Monthly Archives: November 2012

Gelman on infographics and communication

Infographic by Nigel Holmes (www.nigelholmes.com)

Andrew Gelman is giving a talk later today at MIT on graphics and infoviz. You can read about it in his blog here, including links to his slides and paper. It makes for a nice overview of the situation, the problems and the possibilities. I think he is onto something with the “graphic as puzzle” idea. That does seem a  feature of the successful ones, along with telling a story, catching your eye, provoking an emotional response and revealing something which would be really hard to do in words or tables.

The example above is from a study from the University of Saskatchewan* that showed that including “chart junk” is not necessarily a barrier to understanding or recall – although as Gelman points out, their chart junk is really good junk. I like the subtle touch – it is only the 8% that ends up on the woman’s lips – which tells the underlying story. Anyone who objects to the curvy outline in the pie chart is a tedious pedant; have you ever seen anyone look at a pie chart and then ask “now, where’s my protractor?”

* – I guess the impetus to study eye-catching shapes comes from the province itself. Like the T-shirts say:

T shirt:

Easy to draw. Hard to spell.

Leave a comment

Filed under Uncategorized

Exporting data from R into WinBUGS’s “R/S-plus list format”

Users of the world’s favourite Bayesian analysis software WinBUGS will recognise the strange format in which data is supplied inside the GUI, generally in a text file looking something like this:

list(x=c(1,2,3,4,5,6),y=c(4,8,2,6,9,9))

This is of course an R (or strictly speaking, S) language format, but it’s not how R views data, and although you can also supply the data in a fixed column width format, I have occasionally wondered how to export data from a bigger general analysis and data management package like R into that weird list format.
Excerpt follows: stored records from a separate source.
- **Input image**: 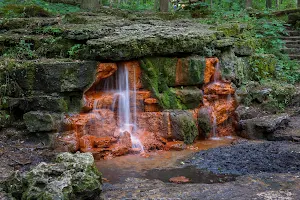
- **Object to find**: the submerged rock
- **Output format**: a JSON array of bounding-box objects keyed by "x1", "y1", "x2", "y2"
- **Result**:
[{"x1": 1, "y1": 152, "x2": 102, "y2": 200}]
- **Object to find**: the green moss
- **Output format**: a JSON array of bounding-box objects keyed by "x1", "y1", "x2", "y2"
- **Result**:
[
  {"x1": 140, "y1": 57, "x2": 185, "y2": 109},
  {"x1": 0, "y1": 4, "x2": 51, "y2": 18},
  {"x1": 63, "y1": 13, "x2": 88, "y2": 24},
  {"x1": 216, "y1": 23, "x2": 242, "y2": 37},
  {"x1": 181, "y1": 117, "x2": 198, "y2": 144},
  {"x1": 59, "y1": 98, "x2": 69, "y2": 112}
]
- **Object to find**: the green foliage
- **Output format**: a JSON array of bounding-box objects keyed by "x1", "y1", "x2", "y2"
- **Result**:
[
  {"x1": 3, "y1": 40, "x2": 37, "y2": 60},
  {"x1": 35, "y1": 26, "x2": 63, "y2": 36},
  {"x1": 68, "y1": 44, "x2": 82, "y2": 58}
]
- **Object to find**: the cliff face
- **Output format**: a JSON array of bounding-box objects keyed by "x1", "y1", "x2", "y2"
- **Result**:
[{"x1": 0, "y1": 10, "x2": 251, "y2": 155}]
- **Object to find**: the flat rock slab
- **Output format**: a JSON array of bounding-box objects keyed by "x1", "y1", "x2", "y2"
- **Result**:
[
  {"x1": 269, "y1": 115, "x2": 300, "y2": 141},
  {"x1": 103, "y1": 173, "x2": 300, "y2": 200},
  {"x1": 0, "y1": 11, "x2": 227, "y2": 61}
]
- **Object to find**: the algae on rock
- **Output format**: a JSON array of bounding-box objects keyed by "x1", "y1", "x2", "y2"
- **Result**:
[{"x1": 1, "y1": 152, "x2": 102, "y2": 200}]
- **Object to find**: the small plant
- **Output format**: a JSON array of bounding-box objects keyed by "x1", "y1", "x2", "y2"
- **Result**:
[
  {"x1": 68, "y1": 44, "x2": 82, "y2": 58},
  {"x1": 3, "y1": 40, "x2": 37, "y2": 60}
]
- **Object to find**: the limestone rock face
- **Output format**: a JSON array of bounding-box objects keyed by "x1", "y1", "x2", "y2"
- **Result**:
[
  {"x1": 238, "y1": 113, "x2": 290, "y2": 139},
  {"x1": 23, "y1": 111, "x2": 60, "y2": 132},
  {"x1": 170, "y1": 110, "x2": 198, "y2": 144},
  {"x1": 1, "y1": 152, "x2": 102, "y2": 200}
]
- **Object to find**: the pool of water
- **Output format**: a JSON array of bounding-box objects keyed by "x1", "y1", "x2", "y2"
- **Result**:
[{"x1": 96, "y1": 137, "x2": 238, "y2": 184}]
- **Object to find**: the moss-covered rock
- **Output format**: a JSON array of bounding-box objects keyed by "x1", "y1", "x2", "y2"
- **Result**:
[
  {"x1": 238, "y1": 113, "x2": 290, "y2": 139},
  {"x1": 197, "y1": 107, "x2": 212, "y2": 138},
  {"x1": 170, "y1": 110, "x2": 198, "y2": 144},
  {"x1": 1, "y1": 152, "x2": 102, "y2": 200},
  {"x1": 0, "y1": 4, "x2": 51, "y2": 18},
  {"x1": 0, "y1": 59, "x2": 97, "y2": 94},
  {"x1": 140, "y1": 56, "x2": 206, "y2": 109},
  {"x1": 174, "y1": 87, "x2": 203, "y2": 109},
  {"x1": 216, "y1": 23, "x2": 248, "y2": 37},
  {"x1": 23, "y1": 111, "x2": 60, "y2": 132},
  {"x1": 237, "y1": 81, "x2": 296, "y2": 112}
]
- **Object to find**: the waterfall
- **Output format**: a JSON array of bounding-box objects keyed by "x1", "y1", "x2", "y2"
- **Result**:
[{"x1": 99, "y1": 65, "x2": 144, "y2": 152}]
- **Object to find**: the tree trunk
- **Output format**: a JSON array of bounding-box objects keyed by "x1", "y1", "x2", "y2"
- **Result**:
[
  {"x1": 275, "y1": 0, "x2": 279, "y2": 9},
  {"x1": 245, "y1": 0, "x2": 252, "y2": 8},
  {"x1": 266, "y1": 0, "x2": 272, "y2": 9},
  {"x1": 80, "y1": 0, "x2": 100, "y2": 10},
  {"x1": 298, "y1": 0, "x2": 300, "y2": 8},
  {"x1": 160, "y1": 0, "x2": 169, "y2": 12}
]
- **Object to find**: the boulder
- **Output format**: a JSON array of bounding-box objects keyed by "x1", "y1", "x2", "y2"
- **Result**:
[
  {"x1": 174, "y1": 87, "x2": 203, "y2": 109},
  {"x1": 235, "y1": 105, "x2": 268, "y2": 120},
  {"x1": 0, "y1": 60, "x2": 97, "y2": 94},
  {"x1": 197, "y1": 107, "x2": 213, "y2": 138},
  {"x1": 170, "y1": 110, "x2": 198, "y2": 144},
  {"x1": 23, "y1": 111, "x2": 60, "y2": 132},
  {"x1": 238, "y1": 113, "x2": 290, "y2": 139},
  {"x1": 1, "y1": 152, "x2": 102, "y2": 200}
]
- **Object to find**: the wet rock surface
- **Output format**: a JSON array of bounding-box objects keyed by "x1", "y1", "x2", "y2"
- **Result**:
[
  {"x1": 103, "y1": 172, "x2": 300, "y2": 200},
  {"x1": 186, "y1": 141, "x2": 300, "y2": 175},
  {"x1": 101, "y1": 140, "x2": 300, "y2": 199}
]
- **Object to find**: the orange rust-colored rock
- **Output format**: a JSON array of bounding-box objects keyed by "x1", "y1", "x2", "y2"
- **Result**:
[
  {"x1": 136, "y1": 131, "x2": 165, "y2": 151},
  {"x1": 204, "y1": 57, "x2": 219, "y2": 84},
  {"x1": 204, "y1": 82, "x2": 235, "y2": 95},
  {"x1": 169, "y1": 176, "x2": 190, "y2": 183},
  {"x1": 144, "y1": 98, "x2": 161, "y2": 112},
  {"x1": 136, "y1": 90, "x2": 152, "y2": 100},
  {"x1": 122, "y1": 61, "x2": 143, "y2": 90},
  {"x1": 109, "y1": 131, "x2": 132, "y2": 156},
  {"x1": 165, "y1": 141, "x2": 187, "y2": 151},
  {"x1": 175, "y1": 58, "x2": 188, "y2": 85},
  {"x1": 136, "y1": 112, "x2": 170, "y2": 139}
]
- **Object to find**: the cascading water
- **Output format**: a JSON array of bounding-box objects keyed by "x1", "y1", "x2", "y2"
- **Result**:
[
  {"x1": 111, "y1": 66, "x2": 144, "y2": 152},
  {"x1": 88, "y1": 65, "x2": 145, "y2": 152}
]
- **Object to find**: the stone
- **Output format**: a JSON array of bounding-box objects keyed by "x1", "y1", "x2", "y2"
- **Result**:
[
  {"x1": 212, "y1": 38, "x2": 235, "y2": 48},
  {"x1": 136, "y1": 112, "x2": 170, "y2": 139},
  {"x1": 235, "y1": 105, "x2": 267, "y2": 120},
  {"x1": 169, "y1": 110, "x2": 198, "y2": 144},
  {"x1": 23, "y1": 111, "x2": 60, "y2": 132},
  {"x1": 204, "y1": 57, "x2": 219, "y2": 84},
  {"x1": 238, "y1": 113, "x2": 290, "y2": 139},
  {"x1": 174, "y1": 56, "x2": 206, "y2": 86},
  {"x1": 174, "y1": 87, "x2": 203, "y2": 109},
  {"x1": 165, "y1": 141, "x2": 187, "y2": 151},
  {"x1": 203, "y1": 82, "x2": 235, "y2": 95},
  {"x1": 54, "y1": 131, "x2": 80, "y2": 153},
  {"x1": 197, "y1": 107, "x2": 213, "y2": 138},
  {"x1": 82, "y1": 21, "x2": 220, "y2": 60},
  {"x1": 1, "y1": 153, "x2": 102, "y2": 200},
  {"x1": 0, "y1": 60, "x2": 97, "y2": 94},
  {"x1": 169, "y1": 176, "x2": 190, "y2": 183}
]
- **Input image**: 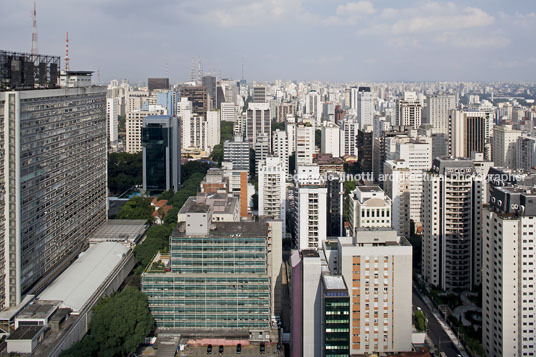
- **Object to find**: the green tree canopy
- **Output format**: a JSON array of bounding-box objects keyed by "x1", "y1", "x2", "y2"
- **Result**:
[
  {"x1": 116, "y1": 196, "x2": 153, "y2": 220},
  {"x1": 108, "y1": 152, "x2": 142, "y2": 195}
]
If you start to think about it, you soon realise it isn’t simple. It hasn’t been an issue because you can just run WinBUGS from inside R, but this week I found I had to do it. I won’t bore you with details.
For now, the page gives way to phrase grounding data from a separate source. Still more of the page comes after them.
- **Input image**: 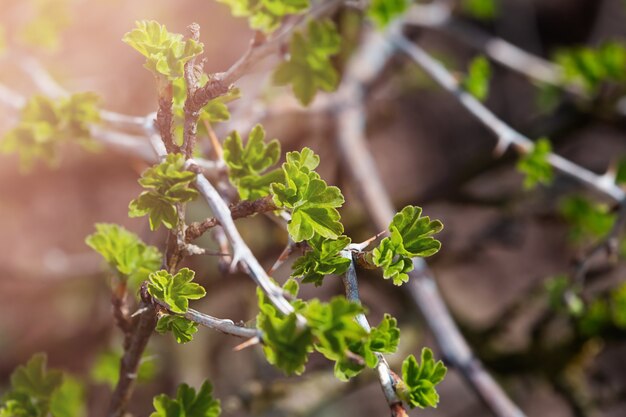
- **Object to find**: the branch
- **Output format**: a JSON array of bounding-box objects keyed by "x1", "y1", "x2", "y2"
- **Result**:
[
  {"x1": 342, "y1": 254, "x2": 407, "y2": 416},
  {"x1": 390, "y1": 31, "x2": 626, "y2": 203},
  {"x1": 185, "y1": 308, "x2": 260, "y2": 339},
  {"x1": 334, "y1": 23, "x2": 526, "y2": 417}
]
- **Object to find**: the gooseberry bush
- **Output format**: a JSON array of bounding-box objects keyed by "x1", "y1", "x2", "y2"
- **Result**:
[{"x1": 2, "y1": 0, "x2": 626, "y2": 416}]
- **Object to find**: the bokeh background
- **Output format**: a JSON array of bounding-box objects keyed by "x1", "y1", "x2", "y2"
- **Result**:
[{"x1": 1, "y1": 0, "x2": 626, "y2": 416}]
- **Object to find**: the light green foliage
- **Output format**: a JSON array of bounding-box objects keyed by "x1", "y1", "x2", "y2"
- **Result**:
[
  {"x1": 1, "y1": 93, "x2": 101, "y2": 170},
  {"x1": 19, "y1": 0, "x2": 71, "y2": 51},
  {"x1": 271, "y1": 148, "x2": 345, "y2": 242},
  {"x1": 91, "y1": 350, "x2": 157, "y2": 388},
  {"x1": 256, "y1": 282, "x2": 314, "y2": 375},
  {"x1": 128, "y1": 153, "x2": 198, "y2": 230},
  {"x1": 85, "y1": 223, "x2": 162, "y2": 288},
  {"x1": 157, "y1": 315, "x2": 199, "y2": 343},
  {"x1": 333, "y1": 314, "x2": 401, "y2": 380},
  {"x1": 291, "y1": 235, "x2": 351, "y2": 286},
  {"x1": 372, "y1": 206, "x2": 443, "y2": 285},
  {"x1": 367, "y1": 0, "x2": 409, "y2": 28},
  {"x1": 559, "y1": 196, "x2": 614, "y2": 243},
  {"x1": 555, "y1": 42, "x2": 626, "y2": 93},
  {"x1": 223, "y1": 124, "x2": 283, "y2": 200},
  {"x1": 611, "y1": 283, "x2": 626, "y2": 329},
  {"x1": 217, "y1": 0, "x2": 309, "y2": 33},
  {"x1": 150, "y1": 381, "x2": 220, "y2": 417},
  {"x1": 148, "y1": 268, "x2": 206, "y2": 314},
  {"x1": 123, "y1": 20, "x2": 203, "y2": 83},
  {"x1": 462, "y1": 0, "x2": 498, "y2": 20},
  {"x1": 516, "y1": 138, "x2": 554, "y2": 189},
  {"x1": 0, "y1": 353, "x2": 85, "y2": 417},
  {"x1": 273, "y1": 19, "x2": 341, "y2": 106},
  {"x1": 463, "y1": 56, "x2": 491, "y2": 101},
  {"x1": 397, "y1": 348, "x2": 447, "y2": 409}
]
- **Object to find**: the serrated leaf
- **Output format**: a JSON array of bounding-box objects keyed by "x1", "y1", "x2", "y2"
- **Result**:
[
  {"x1": 223, "y1": 124, "x2": 283, "y2": 199},
  {"x1": 368, "y1": 0, "x2": 409, "y2": 28},
  {"x1": 86, "y1": 223, "x2": 162, "y2": 289},
  {"x1": 123, "y1": 21, "x2": 203, "y2": 82},
  {"x1": 129, "y1": 153, "x2": 198, "y2": 230},
  {"x1": 397, "y1": 348, "x2": 447, "y2": 409},
  {"x1": 156, "y1": 315, "x2": 199, "y2": 344},
  {"x1": 217, "y1": 0, "x2": 309, "y2": 33},
  {"x1": 150, "y1": 381, "x2": 221, "y2": 417},
  {"x1": 372, "y1": 206, "x2": 443, "y2": 285},
  {"x1": 148, "y1": 268, "x2": 206, "y2": 314},
  {"x1": 273, "y1": 19, "x2": 341, "y2": 106},
  {"x1": 463, "y1": 56, "x2": 491, "y2": 101},
  {"x1": 292, "y1": 235, "x2": 351, "y2": 286},
  {"x1": 517, "y1": 138, "x2": 554, "y2": 189}
]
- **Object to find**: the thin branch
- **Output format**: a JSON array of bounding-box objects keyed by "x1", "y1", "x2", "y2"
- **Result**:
[
  {"x1": 185, "y1": 308, "x2": 260, "y2": 339},
  {"x1": 182, "y1": 23, "x2": 202, "y2": 158},
  {"x1": 341, "y1": 255, "x2": 407, "y2": 416},
  {"x1": 390, "y1": 32, "x2": 626, "y2": 203}
]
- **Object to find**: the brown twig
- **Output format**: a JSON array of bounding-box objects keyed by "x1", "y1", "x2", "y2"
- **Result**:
[{"x1": 182, "y1": 23, "x2": 202, "y2": 158}]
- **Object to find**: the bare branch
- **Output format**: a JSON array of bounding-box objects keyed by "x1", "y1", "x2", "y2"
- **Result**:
[{"x1": 185, "y1": 308, "x2": 260, "y2": 339}]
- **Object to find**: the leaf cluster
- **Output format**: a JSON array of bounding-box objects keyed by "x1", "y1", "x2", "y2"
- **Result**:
[
  {"x1": 1, "y1": 93, "x2": 100, "y2": 170},
  {"x1": 85, "y1": 223, "x2": 162, "y2": 289},
  {"x1": 217, "y1": 0, "x2": 309, "y2": 33},
  {"x1": 157, "y1": 315, "x2": 199, "y2": 344},
  {"x1": 271, "y1": 148, "x2": 345, "y2": 242},
  {"x1": 516, "y1": 138, "x2": 554, "y2": 189},
  {"x1": 463, "y1": 56, "x2": 491, "y2": 102},
  {"x1": 223, "y1": 124, "x2": 283, "y2": 200},
  {"x1": 151, "y1": 381, "x2": 220, "y2": 417},
  {"x1": 123, "y1": 21, "x2": 203, "y2": 85},
  {"x1": 291, "y1": 235, "x2": 351, "y2": 286},
  {"x1": 129, "y1": 153, "x2": 199, "y2": 230},
  {"x1": 148, "y1": 268, "x2": 206, "y2": 314},
  {"x1": 273, "y1": 19, "x2": 341, "y2": 106},
  {"x1": 559, "y1": 196, "x2": 615, "y2": 244},
  {"x1": 397, "y1": 348, "x2": 447, "y2": 409},
  {"x1": 372, "y1": 206, "x2": 443, "y2": 285},
  {"x1": 0, "y1": 354, "x2": 85, "y2": 417}
]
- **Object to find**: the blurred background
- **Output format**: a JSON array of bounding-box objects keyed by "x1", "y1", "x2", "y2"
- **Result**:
[{"x1": 1, "y1": 0, "x2": 626, "y2": 416}]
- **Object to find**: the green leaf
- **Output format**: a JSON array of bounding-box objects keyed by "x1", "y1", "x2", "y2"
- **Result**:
[
  {"x1": 156, "y1": 315, "x2": 199, "y2": 343},
  {"x1": 463, "y1": 56, "x2": 491, "y2": 101},
  {"x1": 462, "y1": 0, "x2": 498, "y2": 20},
  {"x1": 397, "y1": 348, "x2": 447, "y2": 409},
  {"x1": 86, "y1": 223, "x2": 162, "y2": 289},
  {"x1": 217, "y1": 0, "x2": 309, "y2": 33},
  {"x1": 49, "y1": 376, "x2": 85, "y2": 417},
  {"x1": 10, "y1": 354, "x2": 63, "y2": 405},
  {"x1": 129, "y1": 153, "x2": 198, "y2": 230},
  {"x1": 273, "y1": 19, "x2": 341, "y2": 106},
  {"x1": 123, "y1": 21, "x2": 203, "y2": 82},
  {"x1": 372, "y1": 206, "x2": 443, "y2": 285},
  {"x1": 560, "y1": 195, "x2": 615, "y2": 245},
  {"x1": 271, "y1": 148, "x2": 345, "y2": 242},
  {"x1": 367, "y1": 0, "x2": 409, "y2": 28},
  {"x1": 148, "y1": 268, "x2": 206, "y2": 314},
  {"x1": 256, "y1": 282, "x2": 314, "y2": 375},
  {"x1": 292, "y1": 235, "x2": 351, "y2": 286},
  {"x1": 1, "y1": 93, "x2": 101, "y2": 171},
  {"x1": 555, "y1": 41, "x2": 626, "y2": 93},
  {"x1": 516, "y1": 138, "x2": 554, "y2": 189},
  {"x1": 223, "y1": 124, "x2": 283, "y2": 200},
  {"x1": 150, "y1": 381, "x2": 221, "y2": 417}
]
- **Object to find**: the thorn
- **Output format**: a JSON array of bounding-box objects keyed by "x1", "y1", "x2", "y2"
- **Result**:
[
  {"x1": 130, "y1": 307, "x2": 149, "y2": 318},
  {"x1": 233, "y1": 336, "x2": 260, "y2": 351}
]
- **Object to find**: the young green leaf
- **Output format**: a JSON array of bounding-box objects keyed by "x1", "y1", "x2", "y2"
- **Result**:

I found this webpage from Iowa State University which gives an R function called writeDatafileR. This works very nicely, producing a text file that you can then open in WinBUGS’s own GUI, and I am surprised it isn’t better known or on CRAN. It is apparently written by Terry Elrod but though I searched for Terry on Google and at Iowa State I couldn’t find out any more about him or her. So here’s a Pioneer-10-esque “thank you” into cyberspace that may one day find Terry.

11 Comments

Filed under R

Datasets galore

If you are looking for a classic dataset to teach from, or to test out some analytical method you are thinking of doing, there are some great assets out there like DASL or Teaching Datasets online. But Vincent Arel-Bundock has recently compiled an index of all datasets supplied with any R package, called Rdatasets. You don’t need R to be able to access them, because they all come as CSV files with a Word document explaining the variables and history (to varying degrees of completeness and clarity).

Leave a comment

Filed under Uncategorized

xkcd revisited: Frequentist vs Bayesian

Andrew Gelman blogged about this cartoon, coming gallantly to the aid of the poor frequentist who might feel victimised. Then all hell broke loose in his comments which you can read here, including the appearance of Randall “xkcd” Munroe himself. I think, optimistically, that everyone agreed to get along in the end.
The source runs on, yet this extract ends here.